Acho que foi nesse momento que comecei a entender o que ele queria dizer.

— Mais alguma coisa? — perguntei.

— Muitas. Vamos concluir nosso raciocínio.

            “Você é o único que está raciocinando aqui”, eu pensei. Mas fiquei quieta.

            — Deus não é onipotente, onipresente, nem onisciente. Mas é quase. Ele fez o homem a sua imagem e semelhança, e é por isso que humanos não são perfeitos. Porque Deus também não é. Ele é bom? Sim. É justo? É. Mas também falha. Como todo humano, ele comete erros. Porém, Ele tem o seu poder. A Ele pertence o espaço e o tempo. Ele pode estar no fim dos tempos, e cinco segundos depois, no início de tudo.

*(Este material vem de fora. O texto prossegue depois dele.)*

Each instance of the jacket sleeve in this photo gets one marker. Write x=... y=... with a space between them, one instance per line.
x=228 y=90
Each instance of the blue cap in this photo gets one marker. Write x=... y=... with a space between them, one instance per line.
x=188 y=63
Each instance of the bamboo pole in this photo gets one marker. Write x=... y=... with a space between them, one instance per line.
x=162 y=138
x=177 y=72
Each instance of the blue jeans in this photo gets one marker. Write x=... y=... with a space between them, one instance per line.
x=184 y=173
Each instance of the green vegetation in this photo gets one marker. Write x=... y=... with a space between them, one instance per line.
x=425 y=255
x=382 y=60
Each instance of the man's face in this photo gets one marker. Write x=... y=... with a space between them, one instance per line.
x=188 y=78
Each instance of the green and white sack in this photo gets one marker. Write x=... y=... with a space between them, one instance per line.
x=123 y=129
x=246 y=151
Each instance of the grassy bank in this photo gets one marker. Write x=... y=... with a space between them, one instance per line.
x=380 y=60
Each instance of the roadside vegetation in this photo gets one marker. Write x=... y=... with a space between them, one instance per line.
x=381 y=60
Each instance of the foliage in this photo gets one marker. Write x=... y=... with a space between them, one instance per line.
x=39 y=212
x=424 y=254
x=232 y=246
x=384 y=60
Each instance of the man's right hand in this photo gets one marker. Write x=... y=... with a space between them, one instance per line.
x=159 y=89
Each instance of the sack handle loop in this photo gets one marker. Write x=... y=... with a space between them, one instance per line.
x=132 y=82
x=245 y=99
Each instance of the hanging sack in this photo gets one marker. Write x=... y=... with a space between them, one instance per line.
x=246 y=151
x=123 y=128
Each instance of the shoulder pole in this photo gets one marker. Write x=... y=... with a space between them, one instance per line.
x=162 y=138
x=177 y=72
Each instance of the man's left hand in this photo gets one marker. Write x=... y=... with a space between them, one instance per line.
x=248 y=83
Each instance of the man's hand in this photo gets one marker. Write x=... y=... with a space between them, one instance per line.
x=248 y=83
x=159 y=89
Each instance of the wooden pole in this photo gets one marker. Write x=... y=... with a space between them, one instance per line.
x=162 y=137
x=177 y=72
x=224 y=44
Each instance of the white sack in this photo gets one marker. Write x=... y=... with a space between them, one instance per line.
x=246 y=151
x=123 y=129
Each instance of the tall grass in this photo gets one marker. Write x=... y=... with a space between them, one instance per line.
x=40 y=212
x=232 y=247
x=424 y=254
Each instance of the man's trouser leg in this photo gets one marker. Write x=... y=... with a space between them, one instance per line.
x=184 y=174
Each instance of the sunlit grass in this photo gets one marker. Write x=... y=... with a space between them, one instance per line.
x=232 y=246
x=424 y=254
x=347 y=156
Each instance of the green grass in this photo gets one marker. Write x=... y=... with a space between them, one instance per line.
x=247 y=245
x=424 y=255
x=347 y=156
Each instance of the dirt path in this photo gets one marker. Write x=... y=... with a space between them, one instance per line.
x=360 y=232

Ele tenta. Tenta ser o melhor possível.

            Eu havia entendido.

            Entendi o que o Doutor queria dizer.

            — Deus realmente criou tudo? — perguntei.

           — Do ponto de vista dos humanos, sim. Do ponto de vista do próprio Deus... ainda não. E não existem apenas homens na Terra. Uma mulher é necessária para servir de inspiração a todas as outras.

            Eu sabia que meu marido era importante. Mas com essa conversa, percebi o quanto.

            — Senhores do Tempo são parecidos com humanos. — foi o que eu consegui dizer.

            — Não, River. Humanos que são parecidos com Senhores do Tempo.

            E essa era a resposta para “a pergunta que não deveria ser respondida”.